Ask HN: What do you miss about the web in the '90s? - alshtico
======
toufiqbarhamov
The lack of relentless corporate eavesdropping, and a sense of limitless
possibility. The adventure of it, while still a shadow of earlier years, was
still real too. The lack of a social media “culture”, the dominance of irc and
forums. Fewer people with less to offer and more to say, because even though
it wasn’t hard to get online, it wasn’t just mashing a thumb on a phone
either. The lack of techies claiming to be “saving the world.”

Above all? The weirdness, yet to be “toned down” in the name of profit.

------
ArtWomb
Good thread ;) That deep psychedelic flavor. That Mondo 2000 ethos. Will it
make a comeback in 2020s?

Josh Harris tours his company Pseudo.com in Soho NYC circa 1999.
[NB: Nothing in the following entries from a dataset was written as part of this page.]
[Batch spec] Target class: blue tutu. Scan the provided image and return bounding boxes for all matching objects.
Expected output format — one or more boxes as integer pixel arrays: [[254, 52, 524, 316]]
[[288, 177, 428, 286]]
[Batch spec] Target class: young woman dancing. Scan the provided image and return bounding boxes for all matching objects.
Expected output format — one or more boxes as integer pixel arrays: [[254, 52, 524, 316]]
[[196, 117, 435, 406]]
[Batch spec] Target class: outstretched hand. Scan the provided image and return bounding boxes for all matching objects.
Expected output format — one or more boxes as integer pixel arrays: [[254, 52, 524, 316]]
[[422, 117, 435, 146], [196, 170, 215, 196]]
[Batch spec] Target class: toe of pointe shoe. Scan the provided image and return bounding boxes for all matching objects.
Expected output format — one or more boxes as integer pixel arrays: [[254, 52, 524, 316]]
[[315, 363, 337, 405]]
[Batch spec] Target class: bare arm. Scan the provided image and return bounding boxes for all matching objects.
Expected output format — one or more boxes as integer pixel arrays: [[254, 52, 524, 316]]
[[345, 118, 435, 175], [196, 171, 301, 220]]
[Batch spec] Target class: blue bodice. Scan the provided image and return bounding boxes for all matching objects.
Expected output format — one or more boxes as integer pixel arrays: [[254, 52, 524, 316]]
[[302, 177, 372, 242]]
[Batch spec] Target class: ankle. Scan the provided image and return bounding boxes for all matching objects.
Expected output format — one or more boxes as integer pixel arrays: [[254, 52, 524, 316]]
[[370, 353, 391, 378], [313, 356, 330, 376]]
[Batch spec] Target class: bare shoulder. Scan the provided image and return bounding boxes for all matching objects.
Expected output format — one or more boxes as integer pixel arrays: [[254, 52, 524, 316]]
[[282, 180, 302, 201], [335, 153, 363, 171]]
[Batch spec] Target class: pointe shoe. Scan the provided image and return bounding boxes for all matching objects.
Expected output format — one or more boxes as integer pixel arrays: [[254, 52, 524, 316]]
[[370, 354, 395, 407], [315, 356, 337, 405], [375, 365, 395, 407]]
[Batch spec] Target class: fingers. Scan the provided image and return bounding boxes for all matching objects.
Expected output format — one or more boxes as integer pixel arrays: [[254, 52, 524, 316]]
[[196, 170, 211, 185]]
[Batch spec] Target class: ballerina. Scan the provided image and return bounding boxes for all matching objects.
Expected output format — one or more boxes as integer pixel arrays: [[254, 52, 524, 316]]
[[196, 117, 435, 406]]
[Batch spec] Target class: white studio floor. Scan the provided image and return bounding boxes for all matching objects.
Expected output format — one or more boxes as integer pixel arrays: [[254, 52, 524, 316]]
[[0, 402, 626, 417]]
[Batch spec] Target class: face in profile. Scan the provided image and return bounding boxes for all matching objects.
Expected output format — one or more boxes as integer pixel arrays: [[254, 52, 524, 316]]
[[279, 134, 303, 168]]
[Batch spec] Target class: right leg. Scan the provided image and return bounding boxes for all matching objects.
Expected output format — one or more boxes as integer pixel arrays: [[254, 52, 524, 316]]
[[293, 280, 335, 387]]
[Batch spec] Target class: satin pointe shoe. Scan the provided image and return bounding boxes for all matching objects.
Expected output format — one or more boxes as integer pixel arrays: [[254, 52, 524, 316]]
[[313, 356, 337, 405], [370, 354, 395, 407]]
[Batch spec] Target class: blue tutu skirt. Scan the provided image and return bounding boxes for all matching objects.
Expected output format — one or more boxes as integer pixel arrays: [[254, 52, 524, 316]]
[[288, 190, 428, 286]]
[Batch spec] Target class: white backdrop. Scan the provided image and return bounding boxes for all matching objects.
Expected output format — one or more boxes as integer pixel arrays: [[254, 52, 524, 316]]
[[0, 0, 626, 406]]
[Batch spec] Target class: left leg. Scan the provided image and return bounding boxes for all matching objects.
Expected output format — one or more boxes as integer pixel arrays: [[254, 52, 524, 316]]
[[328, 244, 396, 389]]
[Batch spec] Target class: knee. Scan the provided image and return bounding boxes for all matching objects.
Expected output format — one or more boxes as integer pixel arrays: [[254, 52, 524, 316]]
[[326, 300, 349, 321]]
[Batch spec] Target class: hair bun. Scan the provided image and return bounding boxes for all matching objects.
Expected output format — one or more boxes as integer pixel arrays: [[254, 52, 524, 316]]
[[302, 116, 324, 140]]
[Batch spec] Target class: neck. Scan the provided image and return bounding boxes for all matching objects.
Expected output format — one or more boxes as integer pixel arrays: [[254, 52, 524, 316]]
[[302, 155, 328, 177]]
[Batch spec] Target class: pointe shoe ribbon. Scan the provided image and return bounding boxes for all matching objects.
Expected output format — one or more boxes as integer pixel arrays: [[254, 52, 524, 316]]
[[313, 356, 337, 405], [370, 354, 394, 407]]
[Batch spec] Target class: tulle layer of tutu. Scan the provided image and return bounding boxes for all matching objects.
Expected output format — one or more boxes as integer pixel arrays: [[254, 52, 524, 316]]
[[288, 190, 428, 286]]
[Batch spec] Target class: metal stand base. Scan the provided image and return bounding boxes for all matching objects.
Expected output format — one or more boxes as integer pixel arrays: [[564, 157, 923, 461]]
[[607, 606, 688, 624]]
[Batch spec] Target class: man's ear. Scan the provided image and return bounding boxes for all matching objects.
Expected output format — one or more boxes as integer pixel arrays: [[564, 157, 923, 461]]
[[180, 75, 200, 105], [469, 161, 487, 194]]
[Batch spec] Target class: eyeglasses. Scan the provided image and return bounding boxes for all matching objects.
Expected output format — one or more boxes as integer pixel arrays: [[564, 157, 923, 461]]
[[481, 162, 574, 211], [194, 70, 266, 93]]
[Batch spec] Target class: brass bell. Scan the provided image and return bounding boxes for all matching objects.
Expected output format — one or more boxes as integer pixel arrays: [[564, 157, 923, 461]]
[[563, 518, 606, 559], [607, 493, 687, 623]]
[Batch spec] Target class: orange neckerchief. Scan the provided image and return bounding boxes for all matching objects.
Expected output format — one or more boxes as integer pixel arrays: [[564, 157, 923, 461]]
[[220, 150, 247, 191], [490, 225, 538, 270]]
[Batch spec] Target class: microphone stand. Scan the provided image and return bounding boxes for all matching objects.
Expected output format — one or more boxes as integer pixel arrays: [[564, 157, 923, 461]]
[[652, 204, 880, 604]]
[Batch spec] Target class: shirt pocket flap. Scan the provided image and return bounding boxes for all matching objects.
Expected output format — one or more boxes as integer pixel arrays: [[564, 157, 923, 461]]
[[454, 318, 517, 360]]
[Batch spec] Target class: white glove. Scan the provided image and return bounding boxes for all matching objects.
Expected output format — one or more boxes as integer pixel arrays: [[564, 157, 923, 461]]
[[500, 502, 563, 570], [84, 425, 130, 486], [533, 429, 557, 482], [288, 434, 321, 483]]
[https://www.youtube.com/watch?v=fqBGjCmHyvk](https://www.youtube.com/watch?v=fqBGjCmHyvk)

------
cimmanom
Webrings. Inline links to other people’s related content. The sense of
exploration and discovery.

------
sarah123ed
"I miss that kind of clarity" \-- Wabash

------
masonic
Benign advertising models.

------
inktony
Yahoo Messenger :'(